Strangers in Between

Tommy Murphy
King's Head Theatre

Dan Hunter as Ben and Roly Botha as Shane Credit: Andreas Grieger
Roly Botha as Shane and Dan Hunter as Will Credit: Andreas Grieger
Roly Botha as Shane, Dan Hunter as Will and Stephen Connery-Brown as Peter Credit: Andreas Grieger
Roly Botha as Shane and Dan Hunter as Will Credit: Andreas Grieger

For Aussie kid Shane, it’s his first day at work in an off-licence in Sydney’s King’s Cross. It’s the early 2000s and the area is still quite sleazy. The lad hasn’t a clue what he is doing. He’s forgotten how to scan and doesn’t seem to have heard of a credit card. His naivety is ridiculous—this must be a farce.

There are quite a lot of laughs but this isn’t really a comedy. Indeed, the heavy music with which director Adam Spreadbury-Maher covers each scene change makes it feel like melodrama.

Shane is only 16 and he’s run away from home after being beaten up by his brother. It’s a play about a teenager trying to handle being gay and simple survival, about abuse and the possibility of abuse.

He is scared of going back home but he’s friendless and coping in the city is also frightening; he’s grown up in the sticks. It’s nerves as much as inexperience that throws him.

In a somewhat contrived plot, he is befriended by two of his first day customers, both gay. One is a guy in his twenties called Will with whom he exchanges glances. Shane finds him “rather hot” (and played by Dan Hunter he is quite dishy).

The other is Peter, an older bloke who is a bit of a queen but kindly. Bearded Stephen Connery-Brown plays him with a light touch and an Australian accent, which makes him sound even camper: he’s funny. He may seem a bit predatory but he means well. It’s Shane who is the one taking advantage (or is he?) when the old hen takes him under her wing.

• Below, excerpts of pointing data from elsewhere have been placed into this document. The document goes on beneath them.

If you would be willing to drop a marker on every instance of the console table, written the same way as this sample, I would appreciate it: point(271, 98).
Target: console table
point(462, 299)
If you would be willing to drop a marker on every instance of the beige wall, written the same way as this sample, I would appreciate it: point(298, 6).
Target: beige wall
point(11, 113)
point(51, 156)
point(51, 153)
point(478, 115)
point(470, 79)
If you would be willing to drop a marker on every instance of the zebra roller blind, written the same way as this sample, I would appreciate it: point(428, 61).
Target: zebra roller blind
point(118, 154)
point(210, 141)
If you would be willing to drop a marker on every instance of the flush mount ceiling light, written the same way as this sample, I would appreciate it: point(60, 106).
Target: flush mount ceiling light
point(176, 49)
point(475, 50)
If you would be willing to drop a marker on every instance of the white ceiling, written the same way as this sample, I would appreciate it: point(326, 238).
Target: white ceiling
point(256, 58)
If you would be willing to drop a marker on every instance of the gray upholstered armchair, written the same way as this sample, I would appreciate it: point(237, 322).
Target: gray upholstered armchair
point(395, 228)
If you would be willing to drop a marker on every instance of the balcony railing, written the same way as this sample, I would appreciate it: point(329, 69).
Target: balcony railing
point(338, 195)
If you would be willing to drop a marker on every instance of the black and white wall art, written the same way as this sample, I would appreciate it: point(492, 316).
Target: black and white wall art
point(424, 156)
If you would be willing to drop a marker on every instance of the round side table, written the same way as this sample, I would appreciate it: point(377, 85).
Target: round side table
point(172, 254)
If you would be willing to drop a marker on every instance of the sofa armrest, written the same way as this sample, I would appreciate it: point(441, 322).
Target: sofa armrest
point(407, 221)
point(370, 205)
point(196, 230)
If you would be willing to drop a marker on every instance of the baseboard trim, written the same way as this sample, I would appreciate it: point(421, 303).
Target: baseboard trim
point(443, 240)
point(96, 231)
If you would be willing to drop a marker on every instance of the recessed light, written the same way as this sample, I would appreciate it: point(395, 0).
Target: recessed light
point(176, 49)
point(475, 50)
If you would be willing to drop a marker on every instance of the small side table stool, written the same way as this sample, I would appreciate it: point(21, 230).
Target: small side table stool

Becky-Dee Travenen’s set is basically a tiled wall, which suggests either bathhouse or lavatory (perhaps that is intentional) within which props and furniture can be placed to indicate location and changes relatively easily, each carefully but speedily choreographed.

When brother Ben turns up wanting Shane to go back to Goulburn, he’s played by Dan Hunter, a cap and a change of shirt create a new character who at first seems very different but may turn out to be very similar—it's the attitudes of Sydney and Goulburn that make a lot of the difference. Perhaps gay men in Sydney (or London) don’t realise that difference between rural and metropolitan attitudes.

Tommy Murphy doesn’t give his play any real resolution but leaves it open-ended with a possibility that things will be good for young Shane in the future. He doesn’t spell out what might have happened but there is a big enough shadow to make it also a warning of what could happen to a young lad alone.

Perhaps it is to relieve that underlying tension that makes the audience so ready to laugh, and the production encourages laughter.